Overview
An end-to-end RAG pipeline that enables natural language querying of peer-reviewed medical research papers on brain tumor detection. Users ask questions and receive accurate, citation-grounded answers sourced directly from the indexed PDFs, delivered through a FastAPI backend and Streamlit frontend.

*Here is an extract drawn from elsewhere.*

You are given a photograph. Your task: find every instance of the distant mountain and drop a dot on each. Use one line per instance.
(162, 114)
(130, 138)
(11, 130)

The idea came out of a Spring 2025 master’s-level project on deep learning for brain tumor detection from MRI images, which pushed me to think less about individual models and more about supporting the research workflow itself.

Dataset & Scale
| Metric | Value |
|---|---|
| Research papers indexed | 20 papers (478 pages) |
| Text chunks indexed | 2,184 |
| Average response time | 2–5 seconds |
Features
- Natural language question answering over medical PDFs
- Citation-grounded responses sourced directly from indexed papers
- Session-based conversational memory
- Async REST API with multi-user support
- Interactive Streamlit web interface
Architecture
PDF Papers → PyPDF Parsing → Text Chunking → OpenAI Embeddings
↓
User Query → Streamlit → FastAPI → ChromaDB Retrieval → GPT-4o-mini → Response + Citations
Tech Stack
Python FastAPI Uvicorn OpenAI API (GPT-4o-mini) LangChain ChromaDB Streamlit PyPDF Retrieval-Augmented Generation
Note: This project is intended for research and educational use only and is not suitable for clinical or diagnostic decision-making.